Wow, the model has done an amazing job of separating the data! However, that is probably not what is desired. 
We can take two approaches to reducing overfitting:
- regularization 
- reduce the degree of the polynomial.

<a name='ReduceOverfitting'></a>
## Reducing Overfitting using regularization
The next labs will cover regularization in more detail, so we will just explore this briefly.
Lets fit the model again, but this time include regularization. 

In [None]:
# create and fit the model using our mapped_X feature set.
lr = LogisticRegression(max_iter=1000, C=1)
lr.fit(mapped_X,y_train)

# print an evaluation of the fit, 1 is best.
print("fitting score:",lr.score(mapped_X, y_train))

In [None]:
plot_decision_boundary([-1,1],[-1,1], y_train,lr.predict)
plot_data(X_train,y_train)
plt.title("Example of overfitting, degree 6, with regularization, C=1")
plt.show()

The decision boundary is much more reasonable with some regularizationg.
Change the value of `C` above to try more or less regularization. C must be strictly positive. Values less than 1 maximumize regularization while large values minimize regularization.

##### Reduce the degree of the polynomial
A degree 6 polynomial may be more than is required!
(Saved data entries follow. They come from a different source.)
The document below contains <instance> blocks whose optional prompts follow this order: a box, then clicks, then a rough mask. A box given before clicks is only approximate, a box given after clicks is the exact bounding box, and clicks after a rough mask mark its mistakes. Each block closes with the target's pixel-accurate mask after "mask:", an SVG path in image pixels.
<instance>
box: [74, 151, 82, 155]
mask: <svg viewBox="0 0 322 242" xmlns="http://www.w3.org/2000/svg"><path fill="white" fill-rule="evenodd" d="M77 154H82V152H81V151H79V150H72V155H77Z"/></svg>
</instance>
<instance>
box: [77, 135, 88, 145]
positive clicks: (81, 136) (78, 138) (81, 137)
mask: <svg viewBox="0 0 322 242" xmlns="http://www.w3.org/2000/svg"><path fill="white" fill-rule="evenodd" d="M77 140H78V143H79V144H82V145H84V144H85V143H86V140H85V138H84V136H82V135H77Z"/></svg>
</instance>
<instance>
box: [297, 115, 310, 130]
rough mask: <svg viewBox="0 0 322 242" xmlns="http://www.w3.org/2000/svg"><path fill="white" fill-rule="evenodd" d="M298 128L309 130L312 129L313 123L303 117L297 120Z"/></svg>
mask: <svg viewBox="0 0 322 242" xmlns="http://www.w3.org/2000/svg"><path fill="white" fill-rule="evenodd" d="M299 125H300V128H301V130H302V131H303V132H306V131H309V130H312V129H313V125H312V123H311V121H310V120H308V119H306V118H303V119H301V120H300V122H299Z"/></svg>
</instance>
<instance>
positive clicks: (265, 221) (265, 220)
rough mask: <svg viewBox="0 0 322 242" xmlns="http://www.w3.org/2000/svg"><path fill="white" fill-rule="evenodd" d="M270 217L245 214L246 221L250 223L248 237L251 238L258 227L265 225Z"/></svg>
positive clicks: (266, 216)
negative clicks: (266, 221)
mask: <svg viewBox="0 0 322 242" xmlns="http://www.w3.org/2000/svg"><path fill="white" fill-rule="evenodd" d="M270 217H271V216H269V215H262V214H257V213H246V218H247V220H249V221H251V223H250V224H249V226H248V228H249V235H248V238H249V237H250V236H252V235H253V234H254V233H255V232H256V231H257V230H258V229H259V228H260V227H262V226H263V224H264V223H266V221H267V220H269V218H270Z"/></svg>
We can reduce the values to limit the model.
To do this, we will need to regenerate our mapped data and refit the model.

In [None]:
print("Original shape of data:", X_train.shape)
degree = 2
mapped_X =  map_feature(X_train[:, 0], X_train[:, 1],degree)

print("Shape after feature mapping:", mapped_X.shape)

In [None]:
# create and fit the model using our mapped_X feature set.
lr = LogisticRegression(penalty='none', max_iter=1000, C=1)
lr.fit(mapped_X,y_train)

# print an evaluation of the fit, 1 is best.
print("fit score:", lr.score(mapped_X, y_train))

In [None]:
plot_decision_boundary([-1,1],[-1,1], y_train,lr.predict)
plot_data(X_train,y_train)
plt.title("Example of overfitting, degree 2, with no regularization")
plt.show()

Not bad! Of course, in this case, we knew ahead of time the data was quadratic and that a degree two polynomial would be a good choice. Try varying `degree` above to see the impact of polynomial degree on overfitting.